We were waved through. One gal had some metal piece stuck in her ski jacket, and they waved her on after three wand swipes!

Waved us by! That was 1995.

Six years later was, of course, 9/11/01.

In 2004, I flew back to Michigan for a quick 4-day weekend to celebrate my maternal grandfather’s 80th birthday. It was held at the Rock Township hall where most family celebrations were held. To expedite this trip, I needed to fly from Portland to Escanaba. The most cost-effective flight took me from Portland to Denver to Kansas City to Milwaukee finally to Escanaba.

The airport that had the most stringent airport security was both Escanaba and Kansas City. We flew a puddle jumper in and out of Escanaba. Escanaba is a town of 30,000. Kansas City was one of the slowest airports I had ever visited. I came up with a conclusion the day I questioned why Kansas City had airport security at evcry gate and I was rewarded with a pat down for my question.

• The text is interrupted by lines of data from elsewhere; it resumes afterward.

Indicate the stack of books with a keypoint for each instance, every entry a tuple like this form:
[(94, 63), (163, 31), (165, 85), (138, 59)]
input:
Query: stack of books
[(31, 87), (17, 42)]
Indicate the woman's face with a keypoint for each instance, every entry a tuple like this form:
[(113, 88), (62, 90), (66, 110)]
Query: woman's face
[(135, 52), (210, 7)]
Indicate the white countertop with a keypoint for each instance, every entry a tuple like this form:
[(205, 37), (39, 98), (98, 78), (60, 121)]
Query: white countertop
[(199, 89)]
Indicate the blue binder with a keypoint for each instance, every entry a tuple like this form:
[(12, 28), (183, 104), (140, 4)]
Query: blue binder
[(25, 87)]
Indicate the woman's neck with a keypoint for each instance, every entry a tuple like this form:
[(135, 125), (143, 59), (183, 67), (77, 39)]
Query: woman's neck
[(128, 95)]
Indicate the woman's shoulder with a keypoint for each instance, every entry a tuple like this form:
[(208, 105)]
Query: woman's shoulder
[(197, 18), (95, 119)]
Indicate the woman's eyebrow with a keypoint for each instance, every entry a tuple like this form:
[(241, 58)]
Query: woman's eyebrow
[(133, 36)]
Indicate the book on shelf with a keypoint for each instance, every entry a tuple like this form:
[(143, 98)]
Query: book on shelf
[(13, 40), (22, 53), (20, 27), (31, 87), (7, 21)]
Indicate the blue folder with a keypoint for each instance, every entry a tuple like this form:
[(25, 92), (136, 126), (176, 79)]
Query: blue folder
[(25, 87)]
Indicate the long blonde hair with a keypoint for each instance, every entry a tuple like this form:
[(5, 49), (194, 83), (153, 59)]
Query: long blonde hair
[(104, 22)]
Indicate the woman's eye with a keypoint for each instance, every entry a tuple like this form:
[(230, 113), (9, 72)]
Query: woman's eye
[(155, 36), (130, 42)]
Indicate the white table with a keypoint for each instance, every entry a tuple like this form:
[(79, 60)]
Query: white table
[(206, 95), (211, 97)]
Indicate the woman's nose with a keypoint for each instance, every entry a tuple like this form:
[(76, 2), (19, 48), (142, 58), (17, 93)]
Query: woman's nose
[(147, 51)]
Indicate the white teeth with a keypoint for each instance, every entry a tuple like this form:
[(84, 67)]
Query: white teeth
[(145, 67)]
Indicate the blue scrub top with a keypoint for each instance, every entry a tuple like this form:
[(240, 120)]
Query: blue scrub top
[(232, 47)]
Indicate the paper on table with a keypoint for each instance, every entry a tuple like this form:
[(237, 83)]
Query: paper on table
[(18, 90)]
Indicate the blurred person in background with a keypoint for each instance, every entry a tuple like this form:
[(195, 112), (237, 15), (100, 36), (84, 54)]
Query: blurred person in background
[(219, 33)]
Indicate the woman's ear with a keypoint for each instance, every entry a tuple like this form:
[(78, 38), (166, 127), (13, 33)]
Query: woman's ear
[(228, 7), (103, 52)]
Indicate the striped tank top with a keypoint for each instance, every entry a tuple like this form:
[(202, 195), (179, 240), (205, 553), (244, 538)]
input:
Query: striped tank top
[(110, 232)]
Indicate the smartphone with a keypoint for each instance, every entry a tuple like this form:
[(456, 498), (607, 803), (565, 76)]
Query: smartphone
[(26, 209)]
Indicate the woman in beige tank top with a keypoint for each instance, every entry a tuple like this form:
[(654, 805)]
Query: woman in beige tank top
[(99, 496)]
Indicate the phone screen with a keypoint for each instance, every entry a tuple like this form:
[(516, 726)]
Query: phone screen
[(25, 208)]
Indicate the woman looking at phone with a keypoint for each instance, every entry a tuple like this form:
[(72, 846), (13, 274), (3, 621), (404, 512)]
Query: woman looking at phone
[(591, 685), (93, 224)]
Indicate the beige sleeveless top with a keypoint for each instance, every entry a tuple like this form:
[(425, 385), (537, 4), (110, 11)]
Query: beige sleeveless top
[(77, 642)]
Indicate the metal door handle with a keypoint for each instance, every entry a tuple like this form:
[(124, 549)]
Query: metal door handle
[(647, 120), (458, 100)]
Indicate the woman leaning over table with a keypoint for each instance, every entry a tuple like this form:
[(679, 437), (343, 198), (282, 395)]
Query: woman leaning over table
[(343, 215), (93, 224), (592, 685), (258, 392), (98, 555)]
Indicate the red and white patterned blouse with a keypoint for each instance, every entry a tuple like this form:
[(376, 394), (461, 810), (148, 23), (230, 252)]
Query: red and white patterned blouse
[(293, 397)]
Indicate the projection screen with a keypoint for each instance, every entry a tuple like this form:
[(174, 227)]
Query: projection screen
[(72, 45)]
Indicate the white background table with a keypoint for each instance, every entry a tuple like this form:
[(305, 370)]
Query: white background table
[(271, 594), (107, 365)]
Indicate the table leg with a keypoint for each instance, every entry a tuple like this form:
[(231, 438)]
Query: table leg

I learned that the smaller, more insignificant hte airport, the more airport security works to validate their job.

I often wonder how that makes us safer. I really don’t think it does.

I believe that knowing our neighbors makes us safer. That means, we need to interact with them, ask them to check our homes while we’re on vacation. We interact with them over fences and on front porches. We wave and smile while they walk by. We don’t have to know them intimately, but enough that they are no longer strangers.

How can we shrink our world so we feel more neighborly in the big airport full of strangers?